Housing starts fell 0.5% in November compared with October and were down 16.4% compared with November 2021, according to estimates from the U.S. Census Bureau and the U.S. Department of Housing and Urban Development.
Starts of detached single‐family homes were at an annual rate of 828,000, a decrease of 4.1% compared with October, while starts of multifamily dwellings (5 units or more per building) were at a rate of 584,000, an increase of 4.8% compared with the previous month.
Combined single- and multi-family housing starts were at a rate of 1.427 million, down from 1.434 million in October and down from 1.706 million in November 2021.
Building permits also fell in November, tumbling 11.2% compared with the previous month and down 22.4% compared with a year earlier.
Permits for single‐family homes were at a rate of 781,000, a decrease of 7.1% compared with October, while permits for multifamily properties were at a rate of 509,000, down 17.9% compared with the previous month.
Combined single- and multi-family permits were at a seasonally adjusted annual rate of 1.342 million, down from 1.512 million in October and down from 1.729 million in November 2021.
Housing completions in November were at a seasonally adjusted annual rate of 1.490 million, an increase of 10.8% compared with October and up 6.0% compared with November 2021.
The slowdown in production means there’s no relief in sight for the country’s housing inventory problem.
“Overall, this month’s report mirrors declining homebuilder confidence, which fell in December for the 12th consecutive month,” says Odesa Kushi, deputy chief economist for First American, in a statement. “Housing demand is weakening, while builders continue to face higher costs and supply-side headwinds.”
Currently, it looks like most of the future supply will come in the form of new, multifamily housing.

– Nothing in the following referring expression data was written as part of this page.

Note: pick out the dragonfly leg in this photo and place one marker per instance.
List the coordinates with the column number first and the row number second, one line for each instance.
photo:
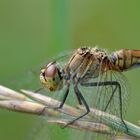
column 39, row 89
column 108, row 83
column 84, row 102
column 64, row 98
column 110, row 98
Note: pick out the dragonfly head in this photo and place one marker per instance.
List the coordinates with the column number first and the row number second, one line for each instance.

Although multifamily permits were down in November, “the backlog of multifamily homes under construction continues to increase, reaching a record high of 915,000 units.” Kushi says.
“More multifamily supply may ultimately put some downward pressure on rents,” she says.
Kushi says as builders “pull back on starting new projects, they will have greater opportunity to bring to market the backlog of homes in their pipelines that are already under construction.”
“The housing market remains structurally undersupplied, but we’re at a point in the housing cycle where demand has pulled back swiftly and inventory may rise as homes sit on the market longer,” Kushi notes. “Increasing new-home completions will be beneficial to the market in the long-run.”
“It’s no surprise that single-family starts are running at their lowest level since May 2020, given that builder sentiment has dropped for 12 consecutive months as builders remain fixated on rising building material costs and supply chain bottlenecks, with electrical transformers in particular being in short supply,” says Jerry Konter, chairman of the National Association of Home Builders (NAHB) in a statement.
“One important characteristic of the single-family housing market is that there have been more single-family homes that completed construction than have been started over the past four months,” adds Robert Dietz, chief economist at NAHB. “The most recent data for November shows there were 25,500 more single-family homes completed than started, thus pushing down the number of new homes under construction.”